How to avoid detrainingAlthough health officials are advising us to all stay at home, we are still able to engage in outdoor activity, provided that we comply with social distancing requirements of 6 feet apart. While this is great news, you should still take precaution and try to limit time outside. Therefore, while you still may be able to go outdoors, the frequency and time of your training might be decreased.
However, you can avoid a significant drop in performance, even with restrictions and postponed events. Perhaps the most effective way to avoid detraining during this time is to maintain or increase the intensity of your workouts. Current research indicates that if the intensity of training remains unchanged, VO2 max can be maintained for 15 weeks, even when frequency and duration of training is significantly reduced. Interestingly, when frequency and duration is kept constant and intensity is reduced, a reduction in VO2 max is still observed.

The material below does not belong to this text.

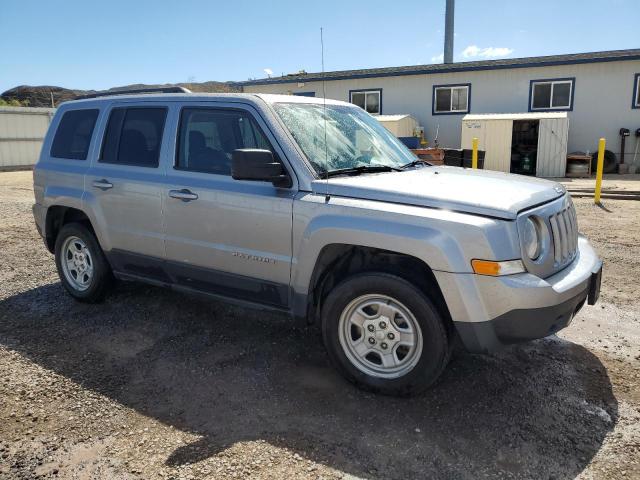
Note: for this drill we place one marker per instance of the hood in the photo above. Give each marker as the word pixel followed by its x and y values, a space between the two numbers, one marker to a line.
pixel 480 192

What does this look like in terms of your training sessions? When you’re forced to reduce frequency and duration, like during this quarantine, you can still maintain your fitness by doing high intensity running/cycling sessions each week. Intensity of your exercise can be measured by your heart rate: 50-70% of your maximum heart rate is the target for moderate intensity exercise, and 70-85% is the target for vigorous intensity. You can estimate your maximum heart rate by subtracting your age from 220. This doesn’t mean that all of your workouts need to be structured VO2 max intervals; a couple of intense interval or hill workouts each week is enough to eliminate the need for retraining. This way, you are still able to set yourself up for performance gains when the season resumes!
Keep in mind that we all go through these downtimes when we’re forced to stop or slow training. Although seeing a decline in your performance can be disheartening, know that you are always able to get back to where you were. This is only a temporary situation.